The person with me asked if I wanted to see where the extracted materials were being processed. I said that I did, whereupon he and I were suddenly in a small room in which the aforementioned cables terminated. The materials - compressed into tiny cubes wrapped in plastic - were being fed into a large machine of some sort. A control panel took up the central third of the front of the contraption, complete with dials, levers, and screens displaying alphanumerics. A mechanism for weighing and moving the materials rotated in an ellipsis around the rest of the front of the machine. Borne on the aforementioned tiny vehicles, the materials entered the room on cables that ran through holes set into its right-hand wall. The conveyor featured catch-cups that were designed to split open and dump their contents into a metal-rimmed circular hole over which the machine sat. I reached forward and took a cube from one of the cups. It was very light but I sensed that it was of infinite size and unknowable density. I picked at its cellphone-like wrapper. It was stamped with decals of some sort that shimmered in the room’s diffuse light.

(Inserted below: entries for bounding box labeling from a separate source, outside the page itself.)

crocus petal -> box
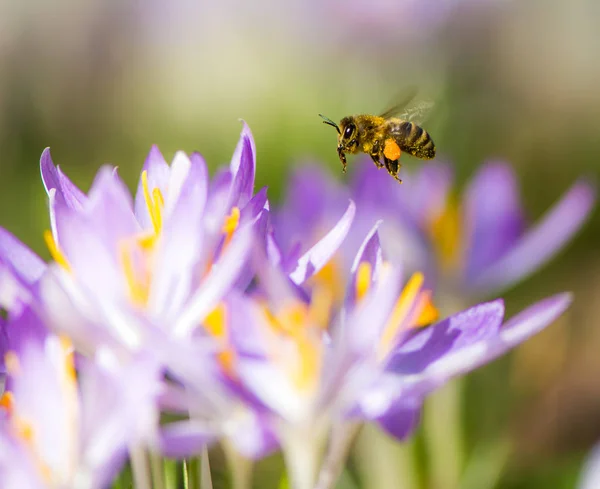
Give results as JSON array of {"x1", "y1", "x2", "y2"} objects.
[
  {"x1": 134, "y1": 145, "x2": 170, "y2": 229},
  {"x1": 159, "y1": 421, "x2": 217, "y2": 458},
  {"x1": 148, "y1": 156, "x2": 206, "y2": 318},
  {"x1": 85, "y1": 166, "x2": 141, "y2": 249},
  {"x1": 290, "y1": 201, "x2": 356, "y2": 285},
  {"x1": 40, "y1": 148, "x2": 87, "y2": 210},
  {"x1": 468, "y1": 181, "x2": 596, "y2": 295},
  {"x1": 345, "y1": 220, "x2": 383, "y2": 307},
  {"x1": 408, "y1": 293, "x2": 572, "y2": 390},
  {"x1": 78, "y1": 353, "x2": 160, "y2": 476},
  {"x1": 387, "y1": 299, "x2": 504, "y2": 375},
  {"x1": 0, "y1": 228, "x2": 46, "y2": 310},
  {"x1": 464, "y1": 162, "x2": 525, "y2": 277},
  {"x1": 230, "y1": 121, "x2": 256, "y2": 207},
  {"x1": 577, "y1": 445, "x2": 600, "y2": 489},
  {"x1": 173, "y1": 225, "x2": 253, "y2": 336},
  {"x1": 374, "y1": 399, "x2": 421, "y2": 441}
]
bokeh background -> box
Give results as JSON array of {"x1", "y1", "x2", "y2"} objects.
[{"x1": 0, "y1": 0, "x2": 600, "y2": 489}]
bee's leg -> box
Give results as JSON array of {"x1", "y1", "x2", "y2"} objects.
[
  {"x1": 338, "y1": 148, "x2": 347, "y2": 173},
  {"x1": 384, "y1": 158, "x2": 402, "y2": 183},
  {"x1": 369, "y1": 153, "x2": 384, "y2": 169},
  {"x1": 369, "y1": 141, "x2": 384, "y2": 169}
]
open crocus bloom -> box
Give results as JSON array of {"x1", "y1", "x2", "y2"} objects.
[
  {"x1": 0, "y1": 307, "x2": 159, "y2": 489},
  {"x1": 274, "y1": 162, "x2": 595, "y2": 302},
  {"x1": 353, "y1": 158, "x2": 595, "y2": 298},
  {"x1": 33, "y1": 126, "x2": 268, "y2": 352},
  {"x1": 204, "y1": 223, "x2": 570, "y2": 487}
]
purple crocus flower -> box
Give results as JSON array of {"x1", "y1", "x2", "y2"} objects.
[
  {"x1": 274, "y1": 162, "x2": 595, "y2": 302},
  {"x1": 0, "y1": 307, "x2": 159, "y2": 489},
  {"x1": 220, "y1": 223, "x2": 570, "y2": 488},
  {"x1": 24, "y1": 125, "x2": 268, "y2": 353}
]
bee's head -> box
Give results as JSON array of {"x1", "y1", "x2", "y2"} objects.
[{"x1": 338, "y1": 117, "x2": 358, "y2": 153}]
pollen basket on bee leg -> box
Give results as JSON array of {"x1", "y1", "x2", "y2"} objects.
[{"x1": 383, "y1": 138, "x2": 402, "y2": 161}]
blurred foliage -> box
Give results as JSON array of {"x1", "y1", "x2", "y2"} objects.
[{"x1": 0, "y1": 0, "x2": 600, "y2": 489}]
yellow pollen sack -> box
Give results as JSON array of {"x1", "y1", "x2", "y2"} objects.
[{"x1": 356, "y1": 262, "x2": 438, "y2": 358}]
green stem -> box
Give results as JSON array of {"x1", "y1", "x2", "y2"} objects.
[
  {"x1": 200, "y1": 447, "x2": 213, "y2": 489},
  {"x1": 423, "y1": 379, "x2": 464, "y2": 489},
  {"x1": 150, "y1": 452, "x2": 165, "y2": 489},
  {"x1": 129, "y1": 447, "x2": 152, "y2": 489},
  {"x1": 353, "y1": 425, "x2": 419, "y2": 489},
  {"x1": 315, "y1": 423, "x2": 362, "y2": 489}
]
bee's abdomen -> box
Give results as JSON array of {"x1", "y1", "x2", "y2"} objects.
[{"x1": 391, "y1": 121, "x2": 435, "y2": 160}]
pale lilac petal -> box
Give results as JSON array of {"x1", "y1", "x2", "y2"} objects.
[
  {"x1": 464, "y1": 162, "x2": 525, "y2": 280},
  {"x1": 79, "y1": 355, "x2": 160, "y2": 475},
  {"x1": 240, "y1": 187, "x2": 269, "y2": 223},
  {"x1": 0, "y1": 228, "x2": 46, "y2": 284},
  {"x1": 344, "y1": 221, "x2": 383, "y2": 308},
  {"x1": 387, "y1": 299, "x2": 504, "y2": 375},
  {"x1": 85, "y1": 166, "x2": 141, "y2": 244},
  {"x1": 148, "y1": 156, "x2": 210, "y2": 318},
  {"x1": 342, "y1": 267, "x2": 402, "y2": 356},
  {"x1": 412, "y1": 294, "x2": 572, "y2": 390},
  {"x1": 159, "y1": 421, "x2": 217, "y2": 458},
  {"x1": 12, "y1": 336, "x2": 77, "y2": 473},
  {"x1": 290, "y1": 201, "x2": 356, "y2": 285},
  {"x1": 40, "y1": 148, "x2": 87, "y2": 210},
  {"x1": 230, "y1": 121, "x2": 256, "y2": 207},
  {"x1": 162, "y1": 151, "x2": 192, "y2": 217},
  {"x1": 0, "y1": 434, "x2": 48, "y2": 489},
  {"x1": 2, "y1": 305, "x2": 48, "y2": 355},
  {"x1": 55, "y1": 206, "x2": 126, "y2": 297},
  {"x1": 173, "y1": 226, "x2": 254, "y2": 336},
  {"x1": 577, "y1": 445, "x2": 600, "y2": 489},
  {"x1": 374, "y1": 399, "x2": 421, "y2": 441},
  {"x1": 468, "y1": 181, "x2": 596, "y2": 295},
  {"x1": 134, "y1": 145, "x2": 170, "y2": 229},
  {"x1": 227, "y1": 411, "x2": 278, "y2": 460}
]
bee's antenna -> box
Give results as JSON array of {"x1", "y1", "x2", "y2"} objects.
[{"x1": 319, "y1": 114, "x2": 341, "y2": 134}]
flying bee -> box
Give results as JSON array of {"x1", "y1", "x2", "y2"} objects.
[{"x1": 319, "y1": 96, "x2": 435, "y2": 183}]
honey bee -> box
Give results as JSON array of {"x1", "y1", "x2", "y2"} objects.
[{"x1": 319, "y1": 96, "x2": 435, "y2": 183}]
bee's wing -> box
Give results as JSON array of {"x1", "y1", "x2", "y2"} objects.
[
  {"x1": 398, "y1": 100, "x2": 434, "y2": 125},
  {"x1": 380, "y1": 87, "x2": 417, "y2": 119}
]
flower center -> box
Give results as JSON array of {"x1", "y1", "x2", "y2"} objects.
[
  {"x1": 44, "y1": 229, "x2": 71, "y2": 272},
  {"x1": 355, "y1": 262, "x2": 439, "y2": 360},
  {"x1": 263, "y1": 287, "x2": 333, "y2": 392},
  {"x1": 427, "y1": 193, "x2": 462, "y2": 271},
  {"x1": 203, "y1": 303, "x2": 236, "y2": 378}
]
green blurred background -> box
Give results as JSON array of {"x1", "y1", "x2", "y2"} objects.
[{"x1": 0, "y1": 0, "x2": 600, "y2": 489}]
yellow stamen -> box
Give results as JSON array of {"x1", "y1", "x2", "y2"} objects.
[
  {"x1": 142, "y1": 170, "x2": 164, "y2": 234},
  {"x1": 44, "y1": 229, "x2": 71, "y2": 272},
  {"x1": 221, "y1": 207, "x2": 240, "y2": 249},
  {"x1": 4, "y1": 351, "x2": 21, "y2": 375},
  {"x1": 308, "y1": 287, "x2": 334, "y2": 330},
  {"x1": 356, "y1": 261, "x2": 371, "y2": 302},
  {"x1": 310, "y1": 258, "x2": 346, "y2": 304},
  {"x1": 429, "y1": 197, "x2": 462, "y2": 270},
  {"x1": 204, "y1": 303, "x2": 227, "y2": 338},
  {"x1": 0, "y1": 392, "x2": 15, "y2": 415},
  {"x1": 414, "y1": 291, "x2": 440, "y2": 328},
  {"x1": 263, "y1": 300, "x2": 324, "y2": 390},
  {"x1": 292, "y1": 335, "x2": 322, "y2": 390},
  {"x1": 14, "y1": 417, "x2": 35, "y2": 443},
  {"x1": 59, "y1": 334, "x2": 77, "y2": 383},
  {"x1": 381, "y1": 272, "x2": 424, "y2": 356},
  {"x1": 221, "y1": 207, "x2": 240, "y2": 234},
  {"x1": 203, "y1": 303, "x2": 236, "y2": 378}
]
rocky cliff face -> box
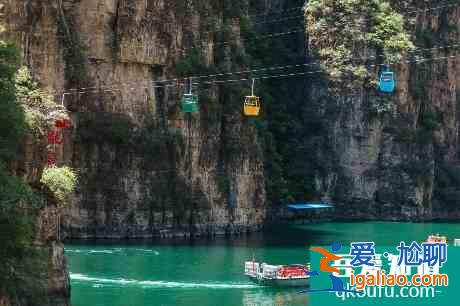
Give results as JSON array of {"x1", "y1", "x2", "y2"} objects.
[
  {"x1": 306, "y1": 1, "x2": 460, "y2": 220},
  {"x1": 3, "y1": 0, "x2": 265, "y2": 238}
]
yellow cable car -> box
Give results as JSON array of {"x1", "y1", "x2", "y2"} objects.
[{"x1": 243, "y1": 79, "x2": 260, "y2": 117}]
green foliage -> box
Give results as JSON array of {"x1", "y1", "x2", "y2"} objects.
[
  {"x1": 0, "y1": 164, "x2": 39, "y2": 293},
  {"x1": 305, "y1": 0, "x2": 413, "y2": 83},
  {"x1": 40, "y1": 167, "x2": 78, "y2": 206},
  {"x1": 15, "y1": 66, "x2": 60, "y2": 138},
  {"x1": 0, "y1": 40, "x2": 26, "y2": 161}
]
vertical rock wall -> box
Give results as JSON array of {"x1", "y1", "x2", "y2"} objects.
[{"x1": 1, "y1": 0, "x2": 265, "y2": 238}]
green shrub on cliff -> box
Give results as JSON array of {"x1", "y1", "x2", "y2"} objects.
[
  {"x1": 40, "y1": 167, "x2": 78, "y2": 205},
  {"x1": 305, "y1": 0, "x2": 413, "y2": 86},
  {"x1": 0, "y1": 41, "x2": 39, "y2": 297}
]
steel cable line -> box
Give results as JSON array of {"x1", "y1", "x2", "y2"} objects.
[
  {"x1": 23, "y1": 43, "x2": 460, "y2": 96},
  {"x1": 47, "y1": 3, "x2": 460, "y2": 93}
]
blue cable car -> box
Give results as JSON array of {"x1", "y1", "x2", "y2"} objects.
[{"x1": 379, "y1": 67, "x2": 396, "y2": 93}]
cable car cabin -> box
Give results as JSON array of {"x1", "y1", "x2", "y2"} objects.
[
  {"x1": 244, "y1": 96, "x2": 260, "y2": 117},
  {"x1": 379, "y1": 71, "x2": 396, "y2": 93},
  {"x1": 181, "y1": 94, "x2": 198, "y2": 113}
]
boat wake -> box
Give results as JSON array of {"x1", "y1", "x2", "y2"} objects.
[{"x1": 70, "y1": 273, "x2": 260, "y2": 289}]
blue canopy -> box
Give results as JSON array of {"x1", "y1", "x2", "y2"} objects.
[{"x1": 288, "y1": 202, "x2": 334, "y2": 210}]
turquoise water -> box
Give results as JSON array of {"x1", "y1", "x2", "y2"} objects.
[{"x1": 66, "y1": 222, "x2": 460, "y2": 306}]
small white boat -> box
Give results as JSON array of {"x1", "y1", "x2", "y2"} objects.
[
  {"x1": 425, "y1": 234, "x2": 447, "y2": 243},
  {"x1": 244, "y1": 260, "x2": 310, "y2": 287}
]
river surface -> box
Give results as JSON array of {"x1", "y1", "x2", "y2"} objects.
[{"x1": 66, "y1": 222, "x2": 460, "y2": 306}]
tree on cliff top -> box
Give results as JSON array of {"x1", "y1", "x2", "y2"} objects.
[
  {"x1": 305, "y1": 0, "x2": 414, "y2": 85},
  {"x1": 0, "y1": 41, "x2": 37, "y2": 295}
]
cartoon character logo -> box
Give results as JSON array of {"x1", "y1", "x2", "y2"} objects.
[{"x1": 301, "y1": 242, "x2": 359, "y2": 293}]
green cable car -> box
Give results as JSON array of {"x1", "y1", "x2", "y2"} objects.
[{"x1": 181, "y1": 78, "x2": 199, "y2": 113}]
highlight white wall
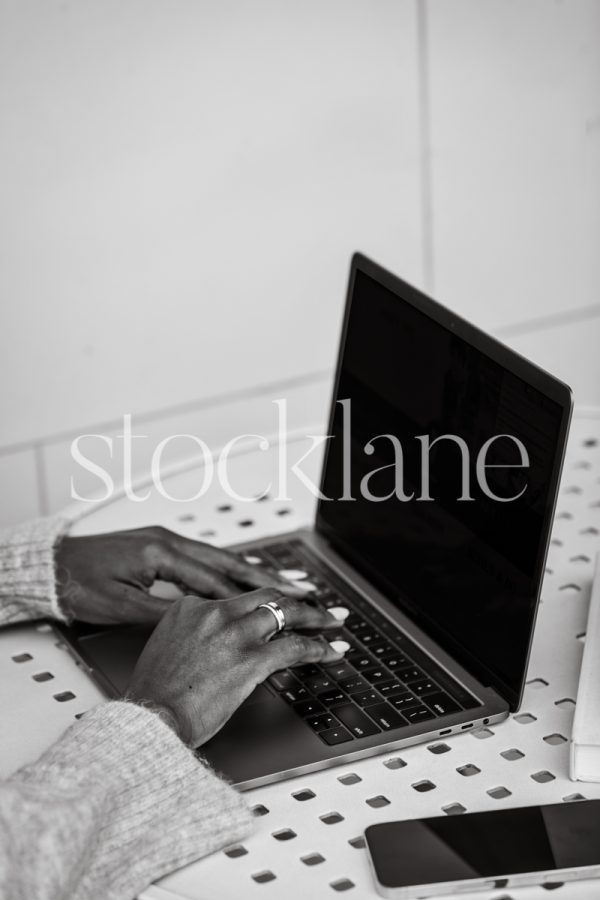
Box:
[0,0,600,523]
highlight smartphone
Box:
[365,800,600,898]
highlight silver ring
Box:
[256,600,285,640]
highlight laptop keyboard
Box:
[244,540,480,746]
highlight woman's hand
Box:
[126,589,349,747]
[55,527,300,625]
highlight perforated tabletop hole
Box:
[271,828,297,841]
[530,769,556,784]
[252,869,277,884]
[383,756,406,771]
[442,803,467,816]
[554,697,576,709]
[292,788,317,803]
[319,812,344,825]
[300,853,325,866]
[252,803,269,816]
[348,834,367,850]
[486,785,511,800]
[500,747,525,762]
[223,844,248,859]
[427,744,451,756]
[544,731,568,747]
[411,778,435,794]
[338,772,362,786]
[527,678,548,691]
[329,878,354,891]
[366,794,390,809]
[513,713,537,725]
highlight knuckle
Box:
[290,631,313,656]
[257,587,284,603]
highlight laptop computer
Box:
[56,254,572,789]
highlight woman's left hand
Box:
[55,527,302,625]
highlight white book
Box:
[571,553,600,782]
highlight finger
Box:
[259,631,350,678]
[110,583,173,625]
[164,532,303,597]
[156,550,240,600]
[229,589,350,640]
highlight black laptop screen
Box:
[317,270,562,701]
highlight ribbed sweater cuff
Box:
[12,702,252,900]
[0,516,71,625]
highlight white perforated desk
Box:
[0,414,600,900]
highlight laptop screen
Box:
[317,270,563,705]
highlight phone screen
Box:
[366,800,600,888]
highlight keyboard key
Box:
[394,666,425,684]
[377,681,406,699]
[340,672,369,694]
[319,691,347,707]
[335,705,380,737]
[294,700,327,719]
[354,628,381,646]
[323,662,356,683]
[402,706,435,725]
[361,668,390,684]
[369,643,394,659]
[346,653,375,671]
[279,684,310,703]
[292,663,321,679]
[389,693,423,712]
[267,671,299,691]
[365,703,406,731]
[319,725,352,746]
[306,714,338,731]
[381,653,410,669]
[410,678,439,697]
[352,691,381,706]
[423,691,460,716]
[304,675,337,694]
[345,613,367,634]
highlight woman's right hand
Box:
[127,588,348,747]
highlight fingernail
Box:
[278,569,308,581]
[327,606,350,622]
[290,581,317,594]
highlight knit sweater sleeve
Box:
[0,516,70,626]
[0,702,251,900]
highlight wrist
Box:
[125,697,190,747]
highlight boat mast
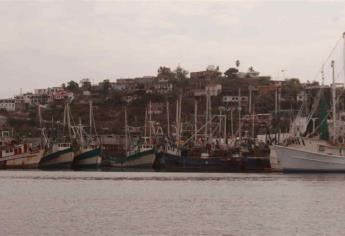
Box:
[331,60,337,143]
[66,103,72,139]
[194,98,198,142]
[149,100,152,145]
[125,106,128,157]
[238,88,242,140]
[343,32,345,85]
[167,100,170,138]
[89,101,92,136]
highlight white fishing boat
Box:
[72,102,102,169]
[38,103,74,170]
[0,143,44,169]
[272,33,345,172]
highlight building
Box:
[80,78,91,89]
[148,102,165,115]
[53,90,74,101]
[112,79,138,92]
[0,98,16,111]
[21,93,50,106]
[223,96,248,103]
[153,81,173,94]
[205,84,222,96]
[190,66,222,80]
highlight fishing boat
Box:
[0,142,44,169]
[38,143,74,170]
[38,103,74,170]
[110,102,156,170]
[272,33,345,172]
[72,102,102,170]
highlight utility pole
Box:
[167,100,170,138]
[238,88,242,140]
[194,98,198,142]
[331,60,337,143]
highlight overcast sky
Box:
[0,1,345,98]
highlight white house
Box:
[0,98,16,111]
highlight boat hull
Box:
[38,148,74,170]
[5,150,44,169]
[110,149,156,169]
[273,146,345,173]
[161,153,244,172]
[269,146,283,172]
[72,148,102,169]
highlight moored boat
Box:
[72,146,102,169]
[38,143,74,170]
[0,143,44,169]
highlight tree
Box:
[102,79,111,95]
[174,66,188,80]
[224,67,238,79]
[235,60,240,68]
[67,80,79,92]
[157,66,175,80]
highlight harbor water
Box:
[0,171,345,236]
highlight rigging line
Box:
[313,37,343,80]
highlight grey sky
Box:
[0,1,345,98]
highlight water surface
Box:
[0,171,345,236]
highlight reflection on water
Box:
[0,171,345,235]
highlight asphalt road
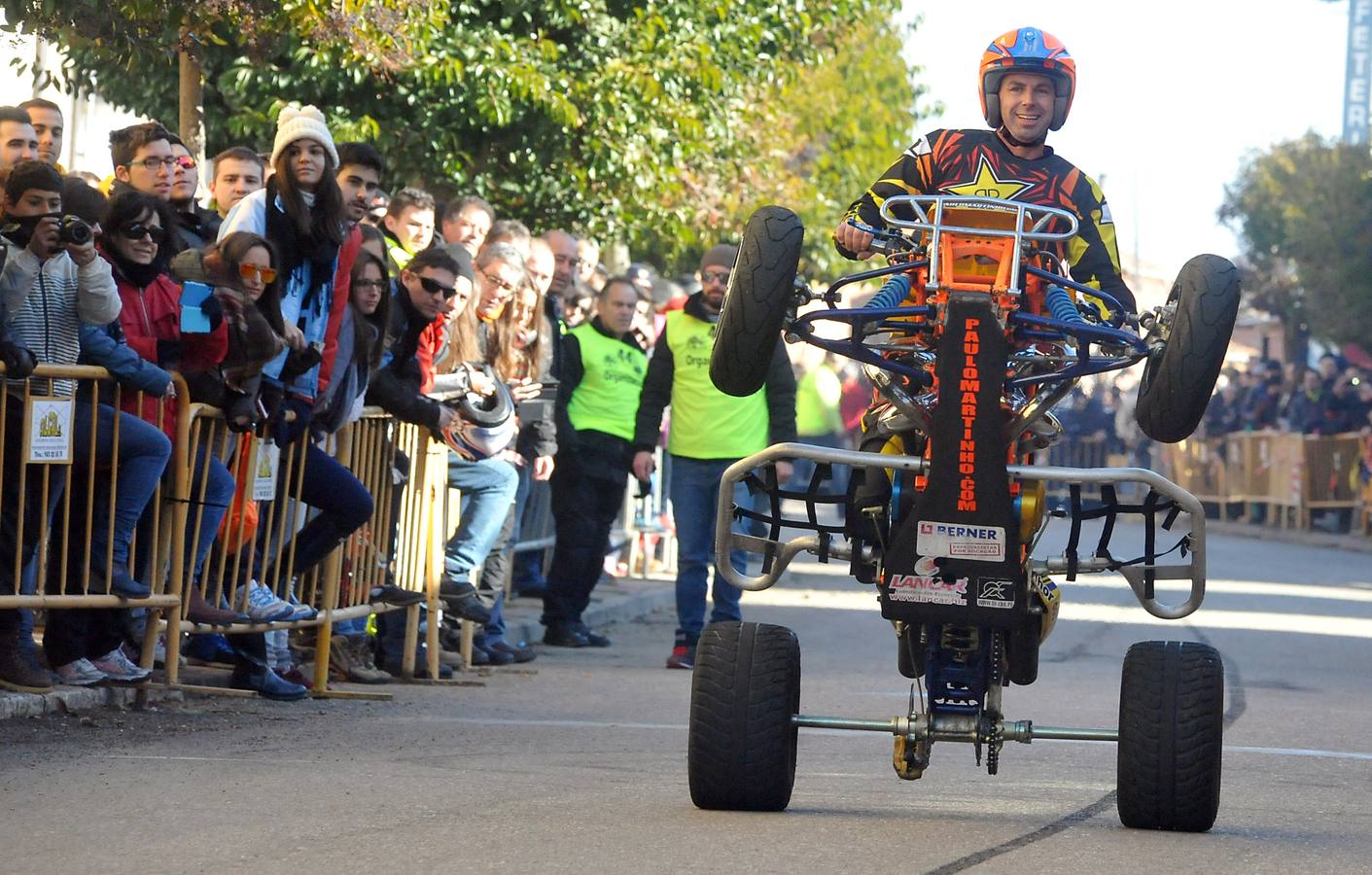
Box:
[0,521,1372,874]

The hole into which the cubes dropped after having been weighed and counted opened and shut constantly via a sort of guillotine. The man with me said that in order for me to leave the room I would have to jump through that hole. I could tell that it was too small for my shoulders to fit through, however, and the speed at which it opened and shut was too fast for gravity to pull me through without my feet or head being chopped off. I hesitated, perplexed, then awoke.